Non togliendo alcunché alle Tre Sorelle internazionali del Rating, il recente passato ed i recentissimi eventi finanziari hanno dimostrato che l’Europa, ora più che mai, necessità di una propria Agenzia di rating, assolutamente indipendente ed autorevole, ma soprattutto annidata nel territorio.
Non è possibile che il futuro di milioni di Cittadini del Continente Europeo dipenda dal giudizio di chi vive Oltreoceano, di chi non vive nella e della economia del Territorio su cui formula il giudizio.
Il Presidente Obama, all’indomani del declassamento degli Stati Uniti, ha detto: “Restiamo comunque un Paese da tripla A, siamo gli Stati Uniti d’America”, per rimarcare che la perdita di una “A” non è significativa per il suo Paese.
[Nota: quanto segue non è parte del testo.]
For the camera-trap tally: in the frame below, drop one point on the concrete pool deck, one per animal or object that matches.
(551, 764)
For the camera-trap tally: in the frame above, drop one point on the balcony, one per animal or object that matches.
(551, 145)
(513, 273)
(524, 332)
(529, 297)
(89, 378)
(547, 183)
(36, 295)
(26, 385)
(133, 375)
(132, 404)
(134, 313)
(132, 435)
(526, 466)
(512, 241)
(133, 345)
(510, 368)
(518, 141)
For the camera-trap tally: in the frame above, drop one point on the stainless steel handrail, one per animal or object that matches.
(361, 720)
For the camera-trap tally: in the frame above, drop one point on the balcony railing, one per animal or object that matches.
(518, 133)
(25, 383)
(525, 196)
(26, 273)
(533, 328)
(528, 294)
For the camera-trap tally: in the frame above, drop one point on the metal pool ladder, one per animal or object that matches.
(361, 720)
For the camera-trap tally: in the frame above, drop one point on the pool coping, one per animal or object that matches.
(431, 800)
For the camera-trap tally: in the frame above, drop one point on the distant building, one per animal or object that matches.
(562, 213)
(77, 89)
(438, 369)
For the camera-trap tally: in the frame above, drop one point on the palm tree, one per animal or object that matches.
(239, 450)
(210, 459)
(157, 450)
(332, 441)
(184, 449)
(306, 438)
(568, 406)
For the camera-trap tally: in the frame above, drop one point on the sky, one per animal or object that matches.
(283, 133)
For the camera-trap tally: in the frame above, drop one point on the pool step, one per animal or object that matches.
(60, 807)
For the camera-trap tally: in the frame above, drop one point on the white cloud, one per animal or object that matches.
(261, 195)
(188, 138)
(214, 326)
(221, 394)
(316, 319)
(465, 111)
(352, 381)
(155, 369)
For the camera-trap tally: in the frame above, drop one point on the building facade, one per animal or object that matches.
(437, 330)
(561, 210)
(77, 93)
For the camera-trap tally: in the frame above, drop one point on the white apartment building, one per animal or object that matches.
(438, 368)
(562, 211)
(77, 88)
Però i mercati finanziari la pensano in modo nettamente differente, fidandosi di più della parola di un “Privato” che ha già dimostrato in diverse occasioni di non essere infallibile.
E’ vero, lo sappiamo, i problemi sono tanti, e ciascun Paese europeo ha i suoi da risolvere alla svelta, senza perdere un solo istante. Ma, forse, è proprio questo il momento di dimostrare le capacità che hanno gli Europei di sapersi gestire nei modi migliori.
Dobbiamo guardare molto al di là della linea dell’orizzonte, essere lungimiranti, è in gioco il futuro nostro e delle prossime generazioni.
Senza contrapposizioni o assurde guerre “di religione”, con pacatezza ed intelligenza, con grandi competenze e capacità di dialogo il Mondo deve sapere che anche gli Europei sanno formulare i giudizi: su loro stessi e sugli altri.
Fate presto, costituite l’Agenzia di rating Europea. I tempi sono più che maturi, non fateli marcire.
Grazie per l’attenzione.
Un Cittadino Europeo
Concordo con quanto scritto da Giovanni, ma mi chiedo: questa funzione non la sta svolgendo già la BCE visto che spesso da giudizi non certo teneri sulle politiche e le finanze degli stati europei? Comunque dubito che i nostri governanti e i loro “consiglieri” dall’alto del loro potere e della loro arroganza accettino consigli!
In effetti la BCE svolge a livello europeo le stesse funzioni di Banca Centrale di una qualsiasi Nazione. Pertanto i suoi giudizi, positivi o negativi, riguardano i Paesi della Comunità, con le conseguenze che ne derivano.
Certo non mi aspetto né di essere “notato” e neppure “letto”, ma anche le zanzare, per quanto minuscole, si fanno sentire (specie se sono tante insieme).